Estou dizendo que a estrutura não muda em 70 anos de língua e as pessoas imaginam
que a língua é altamente dinâmica e ela é mesmo e ao mesmo tempo ela é altamente
estática. Assim com todas as demais dimensões.
Então, quem viveu a década de 60 e 70 dizendo "nunca mais a família será a mesma"
enfrenta as mesmas questões da família, tirando, obviamente, alguns detalhes desta
história. Mas eu volto a dizer, do nível da estrutura, que é o nível das formas. É
por isso que as formas sociais são históricas, mas para nós elas se nos entram como
eternas. Porque por mais que rode, rode, rode, rode, o problema da família é o
mesmo, o problema da subjetivação nas formas, eu diria, basilares da dimensão
social são os mesmos. Então as pessoas continuam pobres com estratégias as mais
variadas, mas sempre estratégias da pobreza, seja no tempo daquilo que eu chamo e
muita gente no Marxismo chama de fordismo, seja nos tempos do pós-fordismo. Em
ambos os tempos, a pobreza, a exploração do trabalho da classe assalariada se dá
sob as mesmas formas. Claro, com dispositivos e estratégias que esses sim vão
variando, tanto do "bruto legal" para o "enois, mano". Aqui poderia se dizer: ah,
alguém é trabalhador com carteira assinada e dá glória ao Getúlio Vargas por ter
uma CLT, e alguém hoje é empreendedor de si mesmo vendendo brigadeiro. Mas em ambos
os casos, o capital não é dessa pessoa, o capital é do capitalista, portanto, de
ser trabalhador assalariado a vender brigadeiro, certas estruturas constituintes
nossas da propriedade privada mantém-se as mesmas. A propriedade privada dos meios
de produção de 1950, quando alguém era trabalhador da fábrica e tinha leis
trabalhistas que lhe davam alguns direitos sociais, para hoje, onde uma lei
trabalhista quase nenhuma e direito social quase nenhum, o que temos aqui
basicamente é a mesma dimensão da reiteração da forma da propriedade privada que
não foi sequer arranhada em 50, 70, 80 anos nos termos da sua distribuição e
portanto basicamente as formas sociais são as mesmas. A experiência que teve a avó
de alguém 70 anos atrás de ser pobre miserável, mais ou menos, é a mesma do neto ou
da neta no século 21, que já tem celular, já tem Instagram, já sabe tirar foto
instagramável, já sabe olhar para alguma parede de algum da Vila Madalena e ver
duas asas pintadas bem coloridas e sabe que fica no meio disso e tira uma foto.

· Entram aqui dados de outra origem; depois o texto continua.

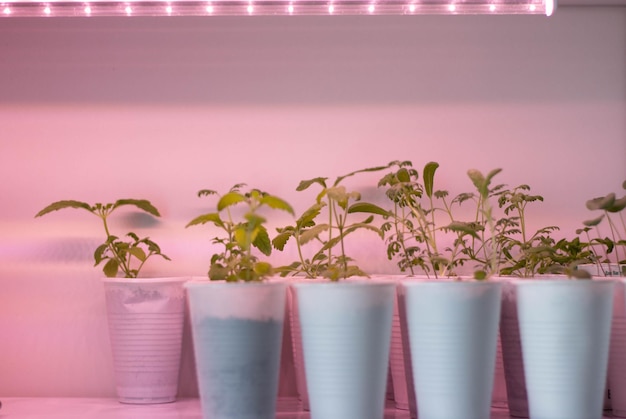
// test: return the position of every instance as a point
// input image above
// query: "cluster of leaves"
(415, 231)
(128, 255)
(613, 247)
(524, 254)
(236, 262)
(327, 223)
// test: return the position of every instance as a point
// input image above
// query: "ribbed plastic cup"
(499, 396)
(346, 331)
(396, 360)
(617, 354)
(145, 319)
(298, 354)
(453, 330)
(237, 335)
(565, 328)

Esta pessoa que tem vários dispositivos do cotidiano que a sua avó não tinha, sua
avó não saberia manipular eventualmente alguns ferramentais da tecnologia, não
teria estas informações tão presentes. Muito bem, e inclusive, esta pessoa que tira
foto com na frente de duas asinhas, ela faz assim com a testa porque ela já
aprendeu também num tutorial de YouTube que isto faz a foto ficar melhor, e que com
carinha de nervosinho, as pessoas dão mais likes e eventualmente curtem mais. Estas
coisas. Mesmo assim, esta pessoa continua pobre. Mesmo assim, a dinâmica de vida
desta pessoa está sob formas sociais, todas elas que dão constrição e que dão,
portanto, limites, têm coersão naquilo que é a possibilidade de vida. O que eu
quero dizer é que mesmo tirando foto na frente de duas asinhas coloridas e na Vila
Madalena, esta pessoa paga boletos, esta pessoa faz enfim, toda uma vida voltada a
ter que trabalhar para dar conta da.